Jan had reason to worry. Seven members of his family — his father, two brothers, two uncles and two cousins — have been murdered by militants who inhabit the area. Jan said he believed his father was killed by Uzbek and Tajik gunmen who fled to South Waziristan after the American invasion of Afghanistan in 2001. His father had opposed them. Jan’s cousins, he said, were killed by men working for Baitullah Mehsud. Jan’s father was a malik, and thousands of Waziri tribesmen came to his funeral: “the largest funeral in the history of Waziristan,” Jan said.
The rise of the Taliban and Al Qaeda has come at the expense of the maliks, who have been systematically murdered and marginalized in a campaign to destroy the old order. In South Waziristan, where Mehsud presides, the Taliban and Al Qaeda have killed more than 150 maliks since 2005, all but destroying the tribal system. And there are continual reminders of what happens to the survivors who do not understand this — who, for example, attempt to talk with Pakistan’s civilian government and assert their authority. In June, Mehsud’s men gunned down 28 tribal leaders who had formed a “peace committee” in South Waziristan. Their bodies were dumped on the side of a road. “This shows what happens when the tribal elders try to challenge Baitullah Mehsud,” Jan said.
We have been ham-handed in the conduct of the campaign in Afghanistan and Pakistan. There are seasons in counterinsurgency, and we are almost certainly witnessing the end of tribe in Pakistan. While it might have been possible three or four years ago to have unilaterally acted in Pakistan to destroy the Taliban, and / or to pressure Pakistan to act against them, all of the while incorporating the tribes as was done in the Anbar Province, this is no longer possible. Tribe has been destroyed.
This season is gone, and another strategy must be pursued. This strategy appears to be fully in effect now, cannot rely on the Pakistan Army, and involves aggressive action inside the borders of Pakistan.
American military forces are stepping up cross-border ground attacks into Pakistan from Afghanistan on the eve of the seventh anniversary of the attacks of September 11, 2001.
In the last two weeks, the military has begun launching ground assaults in the Pakistani border provinces known as the Federally Administered Tribal Areas, American intelligence and military officials said. The region is believed by American and Pakistani intelligence to be hosting the leadership of Al Qaeda, including Osama bin Laden.

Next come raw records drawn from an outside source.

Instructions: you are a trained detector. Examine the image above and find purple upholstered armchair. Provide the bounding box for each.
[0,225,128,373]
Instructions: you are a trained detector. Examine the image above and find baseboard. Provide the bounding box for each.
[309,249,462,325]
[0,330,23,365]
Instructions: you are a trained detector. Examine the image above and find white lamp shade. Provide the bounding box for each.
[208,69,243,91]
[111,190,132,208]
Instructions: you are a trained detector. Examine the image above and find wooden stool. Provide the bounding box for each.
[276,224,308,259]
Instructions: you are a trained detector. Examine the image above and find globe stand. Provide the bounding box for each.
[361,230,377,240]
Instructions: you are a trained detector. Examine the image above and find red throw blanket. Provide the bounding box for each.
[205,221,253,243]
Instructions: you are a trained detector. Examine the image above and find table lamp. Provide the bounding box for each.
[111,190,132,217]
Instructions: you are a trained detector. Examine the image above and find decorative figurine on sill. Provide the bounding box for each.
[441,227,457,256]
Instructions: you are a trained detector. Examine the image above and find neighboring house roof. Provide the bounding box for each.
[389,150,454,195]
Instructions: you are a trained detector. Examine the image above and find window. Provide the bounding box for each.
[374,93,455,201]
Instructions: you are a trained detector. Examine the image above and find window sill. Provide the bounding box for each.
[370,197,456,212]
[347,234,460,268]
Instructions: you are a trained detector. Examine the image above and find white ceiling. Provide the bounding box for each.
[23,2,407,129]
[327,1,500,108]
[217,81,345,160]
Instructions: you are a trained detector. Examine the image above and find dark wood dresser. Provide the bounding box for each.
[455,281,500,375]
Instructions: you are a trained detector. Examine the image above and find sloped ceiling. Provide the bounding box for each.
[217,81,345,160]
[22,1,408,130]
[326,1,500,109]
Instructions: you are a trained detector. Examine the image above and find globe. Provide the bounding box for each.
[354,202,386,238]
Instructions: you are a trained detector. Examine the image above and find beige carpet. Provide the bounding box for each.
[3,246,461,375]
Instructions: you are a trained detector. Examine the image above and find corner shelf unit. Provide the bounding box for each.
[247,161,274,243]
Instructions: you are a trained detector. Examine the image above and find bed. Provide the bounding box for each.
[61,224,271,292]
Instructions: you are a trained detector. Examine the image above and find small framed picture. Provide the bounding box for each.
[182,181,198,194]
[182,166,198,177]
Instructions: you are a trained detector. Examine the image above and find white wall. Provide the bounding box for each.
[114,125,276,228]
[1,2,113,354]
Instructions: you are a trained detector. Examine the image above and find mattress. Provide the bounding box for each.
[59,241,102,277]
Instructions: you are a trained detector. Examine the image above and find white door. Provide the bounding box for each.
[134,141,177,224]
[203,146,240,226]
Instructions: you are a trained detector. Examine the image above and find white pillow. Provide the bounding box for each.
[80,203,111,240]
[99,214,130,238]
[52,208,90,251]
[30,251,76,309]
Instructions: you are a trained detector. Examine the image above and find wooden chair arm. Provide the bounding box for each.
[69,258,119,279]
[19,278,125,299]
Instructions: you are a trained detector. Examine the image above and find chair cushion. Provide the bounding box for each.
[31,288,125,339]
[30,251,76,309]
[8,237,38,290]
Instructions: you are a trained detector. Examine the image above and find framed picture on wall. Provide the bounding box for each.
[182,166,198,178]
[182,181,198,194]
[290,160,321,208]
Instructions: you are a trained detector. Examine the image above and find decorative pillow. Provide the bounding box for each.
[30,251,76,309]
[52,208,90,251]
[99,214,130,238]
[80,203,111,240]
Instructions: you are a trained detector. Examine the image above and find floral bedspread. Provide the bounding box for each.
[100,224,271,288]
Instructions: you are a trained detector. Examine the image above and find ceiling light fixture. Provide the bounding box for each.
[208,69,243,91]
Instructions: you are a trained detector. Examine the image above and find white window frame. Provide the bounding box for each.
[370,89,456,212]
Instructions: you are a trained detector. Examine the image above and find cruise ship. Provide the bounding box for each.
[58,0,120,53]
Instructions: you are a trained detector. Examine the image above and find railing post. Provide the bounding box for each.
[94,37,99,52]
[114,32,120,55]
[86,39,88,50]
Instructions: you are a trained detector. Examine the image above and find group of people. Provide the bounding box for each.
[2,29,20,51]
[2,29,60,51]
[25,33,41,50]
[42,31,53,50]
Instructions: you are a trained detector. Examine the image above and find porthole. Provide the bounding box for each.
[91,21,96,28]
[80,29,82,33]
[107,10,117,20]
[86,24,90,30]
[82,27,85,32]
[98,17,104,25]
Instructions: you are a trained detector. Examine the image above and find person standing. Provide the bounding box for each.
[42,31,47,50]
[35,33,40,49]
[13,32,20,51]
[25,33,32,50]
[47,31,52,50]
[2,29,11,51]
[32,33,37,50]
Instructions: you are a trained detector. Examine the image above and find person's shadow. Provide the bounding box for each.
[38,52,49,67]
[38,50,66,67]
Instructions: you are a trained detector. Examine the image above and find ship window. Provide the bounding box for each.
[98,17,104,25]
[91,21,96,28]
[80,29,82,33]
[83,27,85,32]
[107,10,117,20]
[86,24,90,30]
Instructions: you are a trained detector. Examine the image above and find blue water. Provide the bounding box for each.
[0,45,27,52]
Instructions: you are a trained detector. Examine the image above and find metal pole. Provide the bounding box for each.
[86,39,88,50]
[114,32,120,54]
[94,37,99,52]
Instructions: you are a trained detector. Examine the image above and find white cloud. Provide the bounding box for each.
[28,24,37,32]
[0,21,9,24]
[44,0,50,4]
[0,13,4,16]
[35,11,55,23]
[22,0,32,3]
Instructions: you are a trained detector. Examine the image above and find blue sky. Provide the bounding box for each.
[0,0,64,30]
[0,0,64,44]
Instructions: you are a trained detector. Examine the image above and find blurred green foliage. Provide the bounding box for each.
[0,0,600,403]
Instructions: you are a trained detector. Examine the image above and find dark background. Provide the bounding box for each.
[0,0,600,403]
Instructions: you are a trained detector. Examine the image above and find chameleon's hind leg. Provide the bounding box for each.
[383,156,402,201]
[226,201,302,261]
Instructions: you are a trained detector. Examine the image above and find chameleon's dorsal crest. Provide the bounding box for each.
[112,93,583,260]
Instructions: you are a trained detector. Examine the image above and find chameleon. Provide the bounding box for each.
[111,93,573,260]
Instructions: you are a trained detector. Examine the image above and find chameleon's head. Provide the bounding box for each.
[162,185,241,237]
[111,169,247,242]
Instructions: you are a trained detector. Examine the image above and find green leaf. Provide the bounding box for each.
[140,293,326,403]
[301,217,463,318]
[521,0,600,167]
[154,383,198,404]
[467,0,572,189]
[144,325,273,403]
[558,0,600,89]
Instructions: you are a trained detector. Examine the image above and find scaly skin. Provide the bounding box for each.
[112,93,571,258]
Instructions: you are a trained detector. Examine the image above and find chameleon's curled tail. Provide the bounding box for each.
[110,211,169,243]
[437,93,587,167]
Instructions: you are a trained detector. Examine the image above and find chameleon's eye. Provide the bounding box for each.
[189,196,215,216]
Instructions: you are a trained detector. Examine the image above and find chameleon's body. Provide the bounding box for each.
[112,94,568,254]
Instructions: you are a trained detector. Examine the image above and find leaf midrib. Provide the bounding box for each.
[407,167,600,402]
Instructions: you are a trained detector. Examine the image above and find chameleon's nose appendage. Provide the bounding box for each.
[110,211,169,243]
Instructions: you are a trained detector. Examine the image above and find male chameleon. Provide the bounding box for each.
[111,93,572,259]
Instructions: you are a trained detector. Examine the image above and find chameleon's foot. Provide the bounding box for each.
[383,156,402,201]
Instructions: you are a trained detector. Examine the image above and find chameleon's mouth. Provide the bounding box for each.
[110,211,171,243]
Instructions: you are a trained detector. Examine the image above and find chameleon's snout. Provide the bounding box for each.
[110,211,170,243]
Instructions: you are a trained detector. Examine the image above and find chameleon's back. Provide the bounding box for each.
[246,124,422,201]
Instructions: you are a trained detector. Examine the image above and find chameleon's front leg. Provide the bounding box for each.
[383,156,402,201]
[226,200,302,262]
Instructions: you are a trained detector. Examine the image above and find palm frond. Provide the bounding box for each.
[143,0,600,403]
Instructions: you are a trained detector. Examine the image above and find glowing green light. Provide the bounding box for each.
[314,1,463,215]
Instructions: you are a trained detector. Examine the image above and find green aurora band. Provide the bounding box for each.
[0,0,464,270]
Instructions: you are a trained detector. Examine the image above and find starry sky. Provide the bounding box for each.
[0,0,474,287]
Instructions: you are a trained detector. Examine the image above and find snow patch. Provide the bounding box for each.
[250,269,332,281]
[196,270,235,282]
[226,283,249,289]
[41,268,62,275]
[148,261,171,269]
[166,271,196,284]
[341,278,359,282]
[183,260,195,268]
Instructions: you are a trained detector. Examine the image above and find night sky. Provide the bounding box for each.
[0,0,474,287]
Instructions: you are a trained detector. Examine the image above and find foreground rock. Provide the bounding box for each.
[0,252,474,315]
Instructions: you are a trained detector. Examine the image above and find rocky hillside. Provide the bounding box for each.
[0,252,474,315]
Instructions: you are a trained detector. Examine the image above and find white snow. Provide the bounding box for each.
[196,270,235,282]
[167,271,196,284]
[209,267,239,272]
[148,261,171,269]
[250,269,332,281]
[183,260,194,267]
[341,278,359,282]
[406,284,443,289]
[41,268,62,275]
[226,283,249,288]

While American special forces and military contractors have conducted raids in Pakistan, such actions were rare and required Cabinet-level approval. In July, the leadership of Central Command, which oversees the wars in Iraq and Afghanistan, was given the sole authority to approve ground assaults in Pakistan. Late last month, the American military began launching ground attacks in the country on a near daily basis, depending on local conditions and intelligence, according to a military official who requested anonymity.
These small raids won’t be enough, but at least the threshold has been crossed. The U.S. is now taking unilateral action inside the borders of Pakistan, as the Pakistan Army won’t carry out its duties to control the region, and the Taliban are using Pakistan as a launching, training and recovery base for its campaign in Afghanistan. As The Captain’s Journal has pointed out before, the campaign in Afghanistan and Pakistan is one and the same.